[lustre-discuss] OSTs remounting read-only after ldiskfs journal error

Thu Oct 19 09:23:16 PDT 2017

Recently, I ran into an issue where several of the OSTs on my Lustre file system went read-only.  When I checked the logs, I saw messages like these for several OSTs:

Oct  6 23:27:11 haven-oss2 kernel: LDISKFS-fs: ldiskfs_getblk:834: aborting transaction: error 28 in __ldiskfs_handle_dirty_metadata
Oct  6 23:27:11 haven-oss2 kernel: LDISKFS-fs error (device sfa0023): ldiskfs_getblk:834: inode #81: block 688560124: comm ll_ost00_022: journal_dirty_metadata failed: handle type 0 started at line 1723, credits 8/0, errcode -28
Oct  6 23:27:11 haven-oss2 kernel: Aborting journal on device sfa0023-8.
Oct  6 23:27:11 haven-oss2 kernel: LDISKFS-fs (sfa0023): Remounting filesystem read-only
Oct  6 23:27:11 haven-oss2 kernel: LDISKFS-fs error (device sfa0023) in osd_trans_stop:1830: error 28

(This looks a lot like LU-9740)

In an effort to get the file system back up, I unmounted the osts, rebooted the oss servers, and then remounted the osts.  Most of the osts that had gone read-only mounted back up.  There were complaints that the file systems were “clean with errors” and needed fsck, but otherwise they seemed fine.  However, there were two osts that would still fall back to read-only and report errors like this:

Lustre: haven-OST001a: Recovery over after 0:10, of 90 clients 90 recovered and 0 were evicted.
Lustre: haven-OST001a: deleting orphan objects from 0x0:1124076 to 0x0:1124289
LDISKFS-fs: ldiskfs_getblk:834: aborting transaction: error 28 in __ldiskfs_handle_dirty_metadata
LDISKFS-fs error (device sfa0027): ldiskfs_getblk:834: inode #81: block 72797184: comm ll_ost00_002: journal_dirty_metadata failed: handle type 0 started at line 1723, credits 8/0, errcode -28
Aborting journal on device sfa0027-8.
LDISKFS-fs (sfa0027): Remounting filesystem read-only
LustreError: 16018:0:(osd_io.c:1679:osd_ldiskfs_write_record()) sfa0027: error reading offset 20480 (block 5): rc = -28
LDISKFS-fs error (device sfa0027) in osd_trans_stop:1830: error 28
LustreError: 16954:0:(osd_handler.c:1553:osd_trans_commit_cb()) transaction @0xffff8807b97ba500 commit error: 2
LustreError: 16954:0:(osd_handler.c:1553:osd_trans_commit_cb()) Skipped 3 previous similar messages
LustreError: 16018:0:(osd_handler.c:1833:osd_trans_stop()) haven-OST001a: failed to stop transaction: rc = -28
LDISKFS-fs warning (device sfa0027): kmmpd:187: kmmpd being stopped since filesystem has been remounted as readonly.
LustreError: 16017:0:(tgt_lastrcvd.c:980:tgt_client_new()) haven-OST000e: Failed to write client lcd at idx 96, rc -30

I ended up unmounting all the osts in the file system and running “e2fsck -fn” on them.  There were no problems reported.  I then ran “e2fsck -fp” on the osts that were “clean with errors” so that the file system state would get reset to “clean”.  When I remounted everything, the same two osts would always go read-only. 
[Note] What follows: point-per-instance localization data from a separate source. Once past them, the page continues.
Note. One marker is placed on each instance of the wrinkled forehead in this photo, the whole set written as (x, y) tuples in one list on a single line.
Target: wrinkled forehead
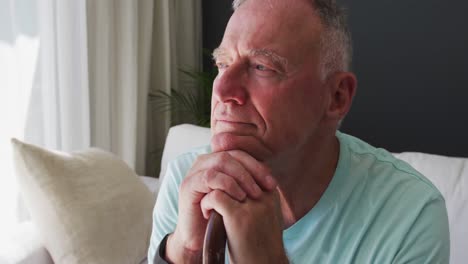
[(287, 27)]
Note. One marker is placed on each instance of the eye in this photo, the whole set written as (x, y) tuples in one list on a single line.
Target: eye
[(221, 65), (260, 67), (262, 70)]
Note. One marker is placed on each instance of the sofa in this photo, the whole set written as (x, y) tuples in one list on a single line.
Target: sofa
[(449, 175)]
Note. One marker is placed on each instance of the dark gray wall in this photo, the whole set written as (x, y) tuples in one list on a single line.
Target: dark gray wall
[(411, 60)]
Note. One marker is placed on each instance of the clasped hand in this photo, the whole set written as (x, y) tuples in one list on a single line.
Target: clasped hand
[(242, 190)]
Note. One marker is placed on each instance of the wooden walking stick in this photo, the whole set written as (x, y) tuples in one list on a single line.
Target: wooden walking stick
[(214, 245)]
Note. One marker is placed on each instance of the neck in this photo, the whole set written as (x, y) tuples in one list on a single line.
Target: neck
[(304, 176)]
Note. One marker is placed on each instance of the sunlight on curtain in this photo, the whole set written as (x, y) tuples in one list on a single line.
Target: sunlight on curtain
[(19, 50)]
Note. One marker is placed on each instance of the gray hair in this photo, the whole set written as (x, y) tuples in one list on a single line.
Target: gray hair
[(335, 41)]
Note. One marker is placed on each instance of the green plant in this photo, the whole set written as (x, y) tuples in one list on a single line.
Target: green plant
[(194, 104)]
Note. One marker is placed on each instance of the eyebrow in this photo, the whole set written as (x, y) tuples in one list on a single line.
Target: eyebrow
[(273, 56)]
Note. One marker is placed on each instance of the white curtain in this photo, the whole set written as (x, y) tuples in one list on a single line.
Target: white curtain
[(73, 74), (177, 44)]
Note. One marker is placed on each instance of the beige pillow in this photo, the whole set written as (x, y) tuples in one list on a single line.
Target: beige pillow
[(89, 206)]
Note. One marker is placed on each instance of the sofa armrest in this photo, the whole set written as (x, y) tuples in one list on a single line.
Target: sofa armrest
[(23, 246)]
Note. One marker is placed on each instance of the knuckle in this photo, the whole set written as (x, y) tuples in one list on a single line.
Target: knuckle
[(230, 183), (210, 176), (223, 157), (216, 195)]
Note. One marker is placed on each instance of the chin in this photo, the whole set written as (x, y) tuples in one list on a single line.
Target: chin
[(226, 141)]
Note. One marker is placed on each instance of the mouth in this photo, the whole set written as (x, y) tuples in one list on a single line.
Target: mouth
[(236, 127)]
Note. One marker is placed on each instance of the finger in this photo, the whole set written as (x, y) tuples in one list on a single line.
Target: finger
[(209, 180), (260, 172), (219, 201), (227, 164)]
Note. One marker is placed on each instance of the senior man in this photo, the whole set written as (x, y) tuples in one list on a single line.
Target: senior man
[(290, 187)]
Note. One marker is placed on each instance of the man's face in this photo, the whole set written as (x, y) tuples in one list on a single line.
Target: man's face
[(268, 98)]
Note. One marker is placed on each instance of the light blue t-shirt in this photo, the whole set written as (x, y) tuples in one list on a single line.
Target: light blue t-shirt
[(376, 209)]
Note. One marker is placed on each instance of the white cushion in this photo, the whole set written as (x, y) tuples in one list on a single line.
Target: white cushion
[(450, 176), (88, 206), (181, 139)]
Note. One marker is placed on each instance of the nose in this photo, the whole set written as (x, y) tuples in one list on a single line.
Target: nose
[(229, 86)]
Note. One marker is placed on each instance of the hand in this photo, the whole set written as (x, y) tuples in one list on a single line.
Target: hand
[(234, 173), (254, 227)]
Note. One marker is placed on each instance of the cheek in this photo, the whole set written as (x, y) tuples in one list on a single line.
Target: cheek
[(290, 113)]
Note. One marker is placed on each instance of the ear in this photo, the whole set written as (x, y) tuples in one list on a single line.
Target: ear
[(342, 87)]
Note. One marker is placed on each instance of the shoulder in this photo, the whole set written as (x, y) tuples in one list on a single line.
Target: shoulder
[(382, 167)]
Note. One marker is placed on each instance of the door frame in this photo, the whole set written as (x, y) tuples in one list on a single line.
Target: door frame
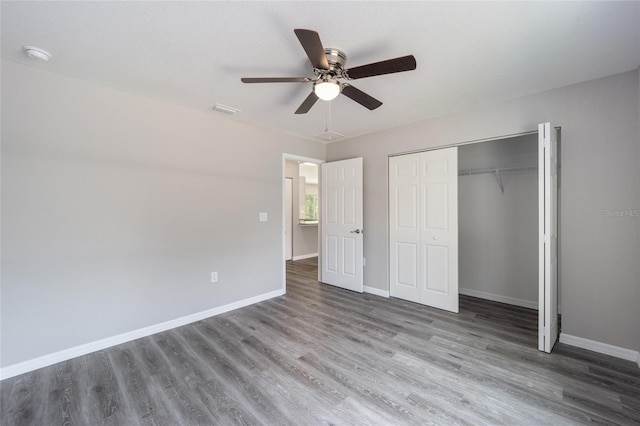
[(293, 157), (459, 144)]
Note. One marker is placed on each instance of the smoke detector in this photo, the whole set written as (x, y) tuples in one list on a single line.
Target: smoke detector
[(36, 53)]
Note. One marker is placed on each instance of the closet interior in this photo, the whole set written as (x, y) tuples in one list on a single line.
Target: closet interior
[(498, 220)]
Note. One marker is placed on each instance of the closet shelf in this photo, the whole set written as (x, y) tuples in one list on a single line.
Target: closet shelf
[(497, 172)]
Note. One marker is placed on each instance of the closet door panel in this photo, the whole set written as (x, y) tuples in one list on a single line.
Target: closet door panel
[(439, 228), (436, 269), (404, 227)]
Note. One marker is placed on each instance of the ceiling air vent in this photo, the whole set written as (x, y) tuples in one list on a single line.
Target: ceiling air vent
[(329, 136), (223, 108)]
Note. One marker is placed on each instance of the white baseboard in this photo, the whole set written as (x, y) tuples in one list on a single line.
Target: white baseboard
[(65, 354), (499, 298), (376, 291), (603, 348), (305, 256)]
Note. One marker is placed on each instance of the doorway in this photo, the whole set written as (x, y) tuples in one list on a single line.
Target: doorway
[(301, 210)]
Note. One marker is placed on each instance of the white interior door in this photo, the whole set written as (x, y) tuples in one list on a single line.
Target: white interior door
[(548, 238), (342, 233), (288, 219), (424, 228)]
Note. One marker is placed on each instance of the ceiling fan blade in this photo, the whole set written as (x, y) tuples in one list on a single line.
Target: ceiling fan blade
[(307, 104), (275, 80), (360, 97), (310, 41), (390, 66)]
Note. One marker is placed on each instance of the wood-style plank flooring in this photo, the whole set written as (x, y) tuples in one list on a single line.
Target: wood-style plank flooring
[(322, 355)]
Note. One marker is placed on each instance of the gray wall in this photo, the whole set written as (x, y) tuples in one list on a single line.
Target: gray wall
[(498, 232), (305, 238), (599, 279), (116, 208)]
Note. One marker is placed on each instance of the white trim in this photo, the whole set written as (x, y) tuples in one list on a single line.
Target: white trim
[(305, 256), (376, 291), (499, 298), (65, 354), (603, 348)]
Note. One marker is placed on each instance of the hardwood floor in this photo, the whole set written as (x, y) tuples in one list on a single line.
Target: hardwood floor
[(322, 355)]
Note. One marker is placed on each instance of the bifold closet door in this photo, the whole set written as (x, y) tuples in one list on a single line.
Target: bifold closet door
[(548, 237), (423, 228)]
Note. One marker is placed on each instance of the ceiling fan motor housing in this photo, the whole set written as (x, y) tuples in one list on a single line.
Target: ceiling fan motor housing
[(336, 58)]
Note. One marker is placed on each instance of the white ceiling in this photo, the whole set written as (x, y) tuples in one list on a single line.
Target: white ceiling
[(194, 53)]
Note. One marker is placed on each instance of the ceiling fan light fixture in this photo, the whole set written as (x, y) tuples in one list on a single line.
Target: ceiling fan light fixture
[(326, 89)]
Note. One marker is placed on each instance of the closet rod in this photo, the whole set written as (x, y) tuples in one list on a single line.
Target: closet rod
[(496, 172)]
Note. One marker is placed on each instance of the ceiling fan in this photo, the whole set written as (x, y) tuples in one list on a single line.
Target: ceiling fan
[(328, 67)]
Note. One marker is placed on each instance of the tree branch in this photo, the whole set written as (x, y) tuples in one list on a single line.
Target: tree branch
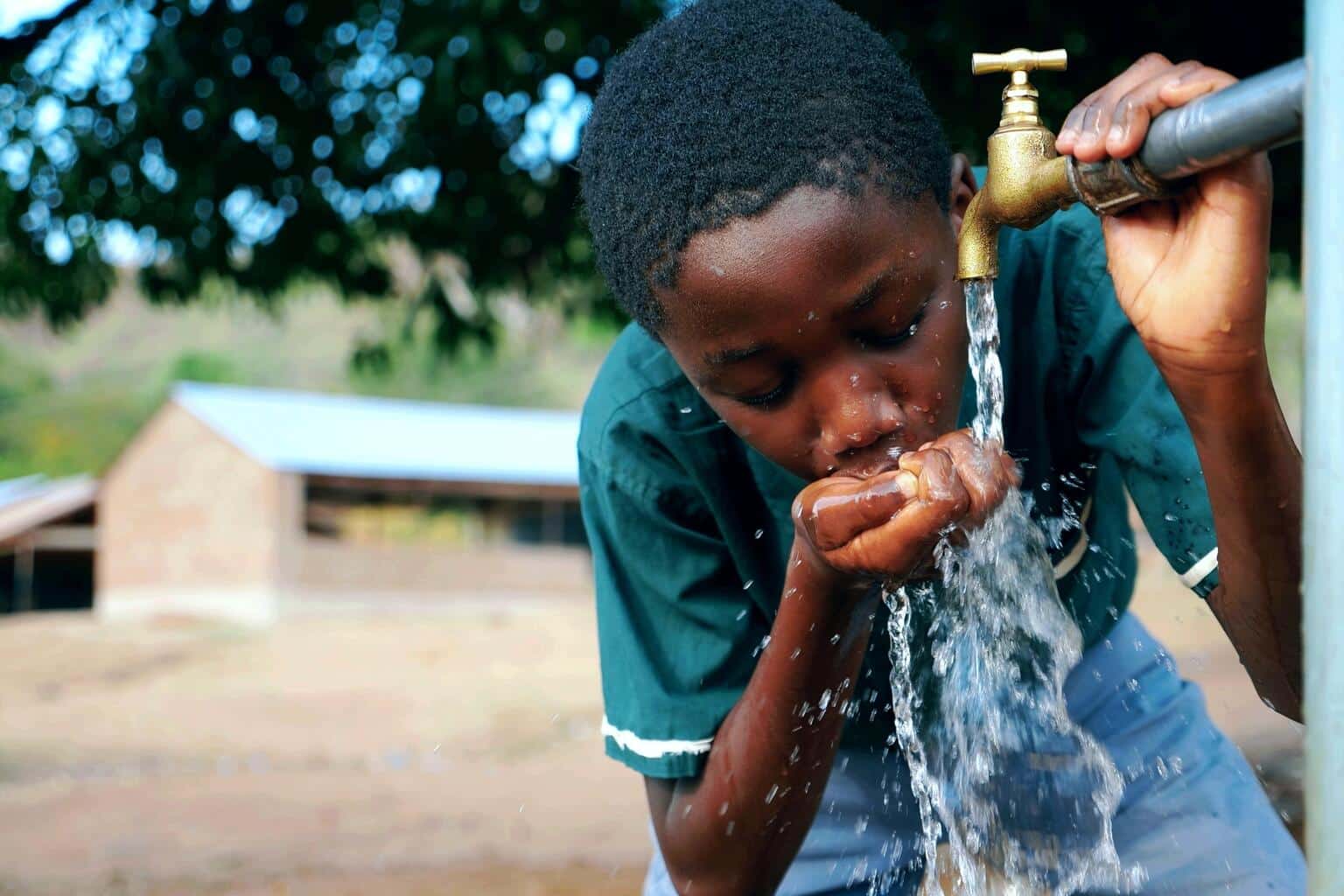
[(32, 34)]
I did some digging with debugfs, and it looks like inode 81 corresponds to the last_rcvd file.  So I am wondering if there might be one of two things happening:

1) The journal is corrupted.  When it tries to replay a transaction that modifies the last_rcvd file, that transaction fails and the journal replay aborts.  (In which case, is there some way to get around a corrupted journal?)

2) The journal is fine, but the last_rcvd file is somehow corrupted which is preventing the transaction from replaying.  (If that is the case, will Lustre regenerate the last_rcvd file if I delete it?)

Of course, it could be that it's neither of those two options.

I am hoping that someone on the mailing list might have some experience with this so they can share their wisdom with me.

--
Rick Mohr
Senior HPC System Administrator
National Institute for Computational Sciences
http://www.nics.tennessee.edu